A visibly angry and frustrated Jon Stewart made his triumphant return to The Daily Show on Monday night for his first appearance on the show since retiring in August. The former host crept up on his successor Trevor Noah to loud cheers from the crowd before sitting down to urge the renewal of the Zadroga Act, a bill that recently expired that provides testing and treatment for 9/11 first responders.

“Oh, wait, wait, wait, sh*t. Are you here to take the show back?” Noah asked a bearded and T-shirt clad Stewart, fearing he’d been “Lenoed.” “I heard about this in American TV,” he added, referencing The Tonight Show situation from a few years back.

Stewart assured him that he was not there to take back his job, but instead wanted to talk about an issue that he cares deeply about, but without his own show, no longer had the platform to address. The issue at hand was the James Zadroga 9/11 Health and Compensation Act, which was named for the first NYPD officer whose death was attributed to exposure to toxic chemicals from his time rescuing people from the rubble of the World Trade Center following the 9/11 terrorist attacks.

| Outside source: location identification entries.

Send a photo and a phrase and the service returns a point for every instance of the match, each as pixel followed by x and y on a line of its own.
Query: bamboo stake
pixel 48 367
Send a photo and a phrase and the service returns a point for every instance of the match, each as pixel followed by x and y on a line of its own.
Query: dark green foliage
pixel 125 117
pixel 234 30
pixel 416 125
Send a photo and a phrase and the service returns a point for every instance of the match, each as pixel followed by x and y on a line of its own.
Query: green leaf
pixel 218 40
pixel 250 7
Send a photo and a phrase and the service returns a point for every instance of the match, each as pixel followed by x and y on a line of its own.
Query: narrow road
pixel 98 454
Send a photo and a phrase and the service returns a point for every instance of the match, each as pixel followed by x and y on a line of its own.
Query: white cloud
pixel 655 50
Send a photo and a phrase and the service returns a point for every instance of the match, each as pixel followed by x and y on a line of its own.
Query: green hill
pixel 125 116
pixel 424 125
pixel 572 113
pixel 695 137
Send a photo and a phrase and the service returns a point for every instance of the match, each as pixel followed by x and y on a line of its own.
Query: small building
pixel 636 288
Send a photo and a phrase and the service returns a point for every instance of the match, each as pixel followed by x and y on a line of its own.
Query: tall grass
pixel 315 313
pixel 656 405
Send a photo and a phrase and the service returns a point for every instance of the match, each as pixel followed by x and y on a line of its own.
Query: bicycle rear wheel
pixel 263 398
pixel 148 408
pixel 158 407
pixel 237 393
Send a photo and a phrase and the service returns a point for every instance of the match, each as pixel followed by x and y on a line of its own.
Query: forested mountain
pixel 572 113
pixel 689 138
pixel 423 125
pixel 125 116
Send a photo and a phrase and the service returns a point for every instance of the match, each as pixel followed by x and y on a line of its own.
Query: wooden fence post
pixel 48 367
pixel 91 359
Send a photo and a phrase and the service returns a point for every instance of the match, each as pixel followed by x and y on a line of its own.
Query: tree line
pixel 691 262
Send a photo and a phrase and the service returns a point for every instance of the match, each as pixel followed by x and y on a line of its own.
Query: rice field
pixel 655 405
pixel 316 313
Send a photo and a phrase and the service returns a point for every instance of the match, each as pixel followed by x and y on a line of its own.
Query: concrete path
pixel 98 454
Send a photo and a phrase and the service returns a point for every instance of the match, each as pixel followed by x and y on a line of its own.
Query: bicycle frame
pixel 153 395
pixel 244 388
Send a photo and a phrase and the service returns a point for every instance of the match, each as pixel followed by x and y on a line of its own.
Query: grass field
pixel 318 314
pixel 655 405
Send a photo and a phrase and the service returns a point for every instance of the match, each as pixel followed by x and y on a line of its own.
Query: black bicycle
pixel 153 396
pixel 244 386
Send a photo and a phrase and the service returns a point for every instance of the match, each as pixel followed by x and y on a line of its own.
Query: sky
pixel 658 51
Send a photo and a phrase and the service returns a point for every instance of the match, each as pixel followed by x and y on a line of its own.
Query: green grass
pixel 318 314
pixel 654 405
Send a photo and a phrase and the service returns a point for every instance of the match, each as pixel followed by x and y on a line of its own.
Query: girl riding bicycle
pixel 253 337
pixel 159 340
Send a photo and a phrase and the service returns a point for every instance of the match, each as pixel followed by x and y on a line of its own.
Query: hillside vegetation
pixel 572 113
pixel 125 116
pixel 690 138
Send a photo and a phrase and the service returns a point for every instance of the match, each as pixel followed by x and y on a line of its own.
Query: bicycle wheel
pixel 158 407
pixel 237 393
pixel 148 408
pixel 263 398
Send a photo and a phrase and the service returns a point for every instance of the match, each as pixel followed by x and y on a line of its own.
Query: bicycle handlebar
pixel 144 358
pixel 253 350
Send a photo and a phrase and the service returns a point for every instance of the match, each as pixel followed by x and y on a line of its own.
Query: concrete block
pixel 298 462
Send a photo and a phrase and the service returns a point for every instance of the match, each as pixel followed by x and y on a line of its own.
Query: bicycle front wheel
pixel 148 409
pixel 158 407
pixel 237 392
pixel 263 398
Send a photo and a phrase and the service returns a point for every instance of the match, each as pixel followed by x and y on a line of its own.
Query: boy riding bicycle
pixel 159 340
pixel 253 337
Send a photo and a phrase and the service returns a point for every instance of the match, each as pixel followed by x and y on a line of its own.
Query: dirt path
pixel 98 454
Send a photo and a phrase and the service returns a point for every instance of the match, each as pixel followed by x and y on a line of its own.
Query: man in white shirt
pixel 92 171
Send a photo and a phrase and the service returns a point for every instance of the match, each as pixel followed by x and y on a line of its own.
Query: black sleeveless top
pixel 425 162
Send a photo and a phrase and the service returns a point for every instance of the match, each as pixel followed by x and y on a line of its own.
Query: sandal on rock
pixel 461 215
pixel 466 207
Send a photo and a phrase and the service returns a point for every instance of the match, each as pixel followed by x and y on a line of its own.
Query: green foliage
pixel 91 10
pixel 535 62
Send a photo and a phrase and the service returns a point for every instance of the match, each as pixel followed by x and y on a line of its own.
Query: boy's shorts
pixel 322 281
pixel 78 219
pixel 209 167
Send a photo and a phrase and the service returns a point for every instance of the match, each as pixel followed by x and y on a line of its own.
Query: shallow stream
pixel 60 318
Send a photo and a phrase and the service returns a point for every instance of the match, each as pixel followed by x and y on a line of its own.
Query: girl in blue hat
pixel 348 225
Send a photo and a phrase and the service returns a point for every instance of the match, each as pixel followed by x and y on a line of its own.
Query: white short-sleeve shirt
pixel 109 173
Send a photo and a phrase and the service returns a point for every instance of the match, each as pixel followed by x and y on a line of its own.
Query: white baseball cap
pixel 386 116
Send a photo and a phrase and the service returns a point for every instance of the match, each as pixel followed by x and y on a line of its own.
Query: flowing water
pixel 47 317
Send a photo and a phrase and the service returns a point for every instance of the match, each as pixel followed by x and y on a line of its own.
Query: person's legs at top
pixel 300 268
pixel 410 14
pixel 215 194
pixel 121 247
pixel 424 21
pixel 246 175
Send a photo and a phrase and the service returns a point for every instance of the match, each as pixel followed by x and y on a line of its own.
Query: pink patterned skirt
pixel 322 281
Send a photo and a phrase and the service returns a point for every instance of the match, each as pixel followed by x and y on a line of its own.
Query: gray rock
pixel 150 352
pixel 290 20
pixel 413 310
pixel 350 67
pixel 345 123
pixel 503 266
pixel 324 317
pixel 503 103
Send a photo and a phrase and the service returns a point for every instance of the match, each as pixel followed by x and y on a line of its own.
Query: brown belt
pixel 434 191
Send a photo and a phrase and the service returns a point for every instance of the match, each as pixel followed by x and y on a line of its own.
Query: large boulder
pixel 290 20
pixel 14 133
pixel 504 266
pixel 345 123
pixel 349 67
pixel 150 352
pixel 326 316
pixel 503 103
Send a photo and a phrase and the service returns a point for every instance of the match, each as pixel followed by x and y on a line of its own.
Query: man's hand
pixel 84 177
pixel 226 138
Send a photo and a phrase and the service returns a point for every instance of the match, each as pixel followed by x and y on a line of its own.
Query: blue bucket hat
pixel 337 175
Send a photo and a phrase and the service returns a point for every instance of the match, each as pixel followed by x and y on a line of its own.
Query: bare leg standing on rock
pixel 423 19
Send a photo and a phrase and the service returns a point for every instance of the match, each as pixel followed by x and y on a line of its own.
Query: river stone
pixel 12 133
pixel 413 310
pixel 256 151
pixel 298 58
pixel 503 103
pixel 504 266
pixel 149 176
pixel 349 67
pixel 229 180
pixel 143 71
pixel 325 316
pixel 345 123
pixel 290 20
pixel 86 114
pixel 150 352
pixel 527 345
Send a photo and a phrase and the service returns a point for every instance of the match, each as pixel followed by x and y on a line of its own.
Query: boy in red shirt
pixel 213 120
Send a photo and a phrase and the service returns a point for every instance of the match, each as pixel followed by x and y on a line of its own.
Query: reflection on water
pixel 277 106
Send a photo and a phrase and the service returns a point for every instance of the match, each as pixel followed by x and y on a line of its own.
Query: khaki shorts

Stewart explained that he hopes it can be permanently extended to continue funding health programs for thousands of firefighters, cops, and EMTs who suffer from illnesses due to their work at ground zero. Stewart helped get the bill passed five years ago back in 2010, and it went into effect the following year. However, the act expired at the beginning of October.

“Of course there was no reason not to renew it permanently, but they did not renew it anyway” he exasperatedly explained. “It’s soon going to be out of money. These first responders, many sick with cancers and pulmonary disease, have had to travel at their own expense to Washington, D.C., hundreds of times to plead for our government to do the right thing.”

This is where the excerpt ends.